The standard was high this year and the judges took their time to decide. “They made it very difficult. It was very close,” said Fiona Janes, Artistic Director of the Joan Sutherland & Richard Bonynge Foundation and one of the judges when they finally emerged with the results.
In the end, Benson Wilson, a 27-year old baritone born in New Zealand of Samoan descent, won the Bel Canto Award worth $30,000, while the Elizabeth Connell Prize went to French soprano Claire de Monteil.
Benson Wilson, Maestro Richard Bonynge and Claire de Monteil. Photograph © Zohar Izenberg
This year marks the 40th anniversary of the Bel Canto Award, which is open to Australian and New Zealand singers aged 20 to 30 years old. The Final, with prizes totalling $95,000, was held at Verbrugghen Hall, Sydney Conservatorium of Music on Saturday September 1, with Richard Bonynge, Bernadette Cullen, Fiona Janes, Anne-Maree McDonald and Patricia Price as judges.
Australian soprano Livia Brash took out the second prize, while Tongan New Zealander Filipe Manu came third. The other finalists were soprano Olivia Canwell, baritone Andrew Williams and soprano Jessie Wilson.
The finalists were judged on two arias sung at the Final, as well as two arias performed at the Preliminary Final, held at Shore Grammar School on August 30. They were accompanied at the piano by David Harper. Benson Wilson’s two Final arias were Hai gia vinta la causa from Mozart’s La nozze di Figaro, and Rodrigo’s Death Scene from Verdi’s Don Carlos.
Wilson is currently studying opera at the Guildhall School of Music and Drama in London, where he will soon play Guglielmo in Mozart’s Così Fan Tutte and Demetrius in Britten’s A Midsummer Night’s Dream. In 2017, he performed with the London Symphony Orchestra in Ligeti’s opera Le Grand Macabre as the fallen soldier Schabernack. He has participated in the Georg Solti Accademia where he worked with bel canto specialists including Maestro Richard Bonynge. He has also been selected as a Samling Artist for 2017/2018.

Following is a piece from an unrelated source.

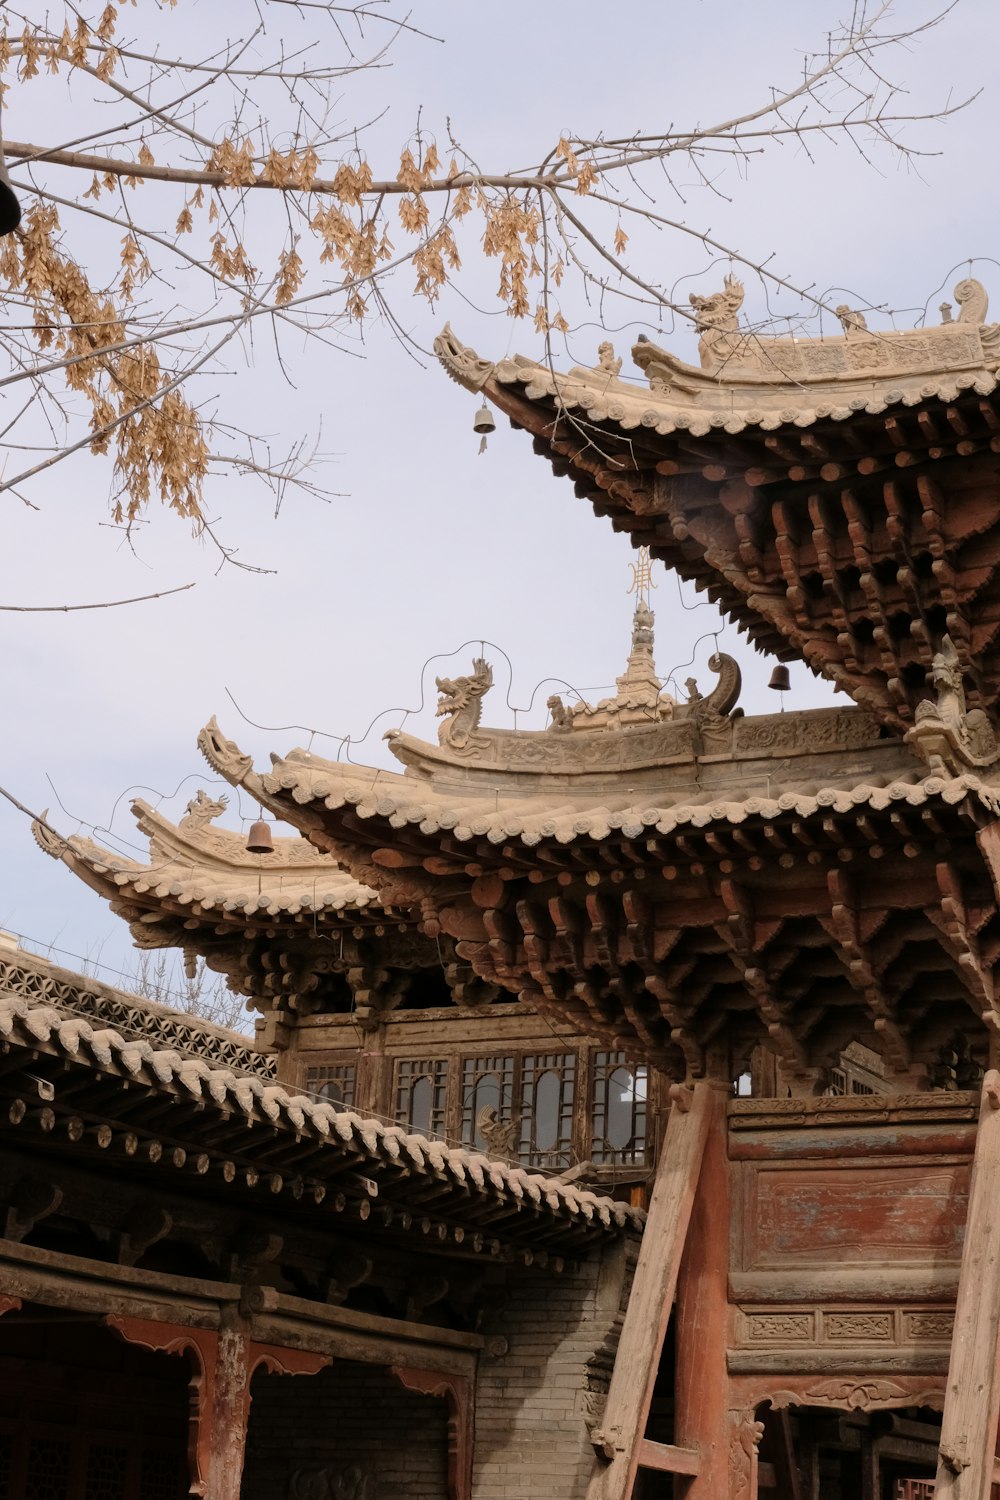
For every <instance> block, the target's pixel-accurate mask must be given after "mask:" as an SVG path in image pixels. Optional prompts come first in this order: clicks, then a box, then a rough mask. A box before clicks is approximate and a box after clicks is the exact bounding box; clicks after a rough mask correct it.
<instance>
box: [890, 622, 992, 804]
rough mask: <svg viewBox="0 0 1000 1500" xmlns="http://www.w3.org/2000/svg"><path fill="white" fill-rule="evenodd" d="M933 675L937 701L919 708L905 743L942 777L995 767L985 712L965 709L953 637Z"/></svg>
mask: <svg viewBox="0 0 1000 1500" xmlns="http://www.w3.org/2000/svg"><path fill="white" fill-rule="evenodd" d="M930 675H931V685H933V687H934V688H936V691H937V700H936V702H931V700H930V699H925V700H924V702H922V703H918V705H916V712H915V715H913V717H915V723H913V726H912V727H910V729H907V732H906V735H904V739H906V742H907V744H909V745H912V747H913V750H916V753H918V754H919V756H921V759H924V760H927V763H928V765H930V768H931V771H936V772H937V774H939V775H949V774H955V775H961V774H963V771H967V769H969V768H970V766H987V765H994V762H996V760H997V759H1000V745H999V744H997V736H996V735H994V732H993V727H991V724H990V720H988V718H987V715H985V714H984V712H982V709H979V708H975V709H972V711H969V709H967V708H966V685H964V681H963V670H961V663H960V658H958V651H957V649H955V645H954V642H952V639H951V636H943V637H942V648H940V651H939V652H937V654H936V657H934V661H933V664H931V673H930Z"/></svg>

Among the full list of Bel Canto Award prizes the Richard Bonynge Award worth $15,000 went to Livia Brash; the Tait Memorial Trust Prize allowing a chance to perform in a TMT concert in London was shared by Benson Wilson and Filipe Manu; the Universal Music Prize of CDs was shared by Olivia Cranwell, Manu and Andrew Williams; the Hawaii Performing Arts Festival Summer School, offering a three-week bel canto course, went to Jessie Wilson; the Sydney Philharmonia Choirs Prize, which features a professional performance was awarded to Livia Brash; the Georg Solti Accademia Di Bel Canto Summer School, which comprises a three-week course in Tuscany, went to Brash; the Best Mozart or Handel Aria worth $5,000 went to Manu; the Kinnon Award worth $3,000 was presented to Cranwell; the JSRB Foundation Award worth $4000 went to Williams; the Decca Award worth $5,000 went to Manu; and the Sanderson Award worth $5000 went to Jessie Wilson. Benson Wilson also took home the Audience Choice.

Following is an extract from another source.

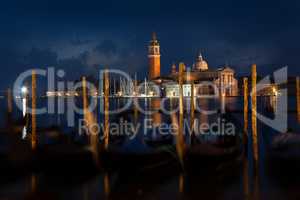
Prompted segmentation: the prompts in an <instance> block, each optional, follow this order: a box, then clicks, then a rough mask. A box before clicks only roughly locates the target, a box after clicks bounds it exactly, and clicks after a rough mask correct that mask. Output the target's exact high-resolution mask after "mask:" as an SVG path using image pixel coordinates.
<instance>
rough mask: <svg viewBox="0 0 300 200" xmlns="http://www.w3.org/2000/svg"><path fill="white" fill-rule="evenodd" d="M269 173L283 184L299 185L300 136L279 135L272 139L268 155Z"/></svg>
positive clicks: (289, 132) (290, 134)
mask: <svg viewBox="0 0 300 200" xmlns="http://www.w3.org/2000/svg"><path fill="white" fill-rule="evenodd" d="M266 168H267V172H268V174H269V175H270V177H273V178H276V179H277V180H280V182H281V183H287V184H291V183H294V182H297V183H299V182H300V181H299V178H298V177H299V174H300V173H299V169H300V134H298V133H292V132H287V133H279V134H277V135H275V136H274V137H273V139H272V143H271V146H270V148H269V149H268V153H267V162H266Z"/></svg>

The Elizabeth Connell Prize is an international singing competition for dramatic sopranos aged 25 to 34, with total prizes worth $52,000. The main prize worth $30,000 and an audition at the Royal Opera House, Covent Garden went to French soprano Claire de Monteil whose Final arias were Es gibt ein Reich from Richard Strauss’s Ariadne auf Naxos, and Toi qui sus le néant from Verdi’s Don Carlos. Second prize went to American soprano Maria Natale, and third prize to German soprano Arminia Friebe. The two other finalists were Maari Ernits from Estonia and Elizabeth Lewis from Australia. The Audience Choice went to Maria Natale.

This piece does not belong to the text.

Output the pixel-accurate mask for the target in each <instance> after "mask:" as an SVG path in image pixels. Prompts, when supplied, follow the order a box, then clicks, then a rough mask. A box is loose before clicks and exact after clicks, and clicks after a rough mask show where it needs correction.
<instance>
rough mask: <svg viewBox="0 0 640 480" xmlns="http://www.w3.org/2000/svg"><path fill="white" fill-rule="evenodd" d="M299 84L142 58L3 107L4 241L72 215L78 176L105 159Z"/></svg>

Born in Paris, de Monteil began singing at age eight in the children’s chorus of the Paris Opera. At age 15, she began studying voice with Herminé Yerissian and continued at La Haute Ecole de Musique of Geneva in Switzerland, where she earned a Master of Arts in 2016. She is currently a third year resident artist at the Academy of Vocal Arts in Philadelphia, US, and has sung on stages in France, Switzerland, Germany, USA, Turkey, Latvia and Australia.
Jonathan Alley who won the Sydney Song Prize with his accompanist Thomas Johnson (left) and Maestro Richard Bonynge. Photograph supplied
The Sydney Song Prize worth $2000 was awarded this year to baritone Jonathan Alley, who was accompanied by Thomas Johnson. Second prize went to Jae Kwon Kim, and third prize to Georgia Hall. Finalists prizes were awarded to Pamela Andrews and Louise Keast. The judges for the Sydney Song Prize were Richard Bonynge, Deborah Humble and Vincent Colagiuri.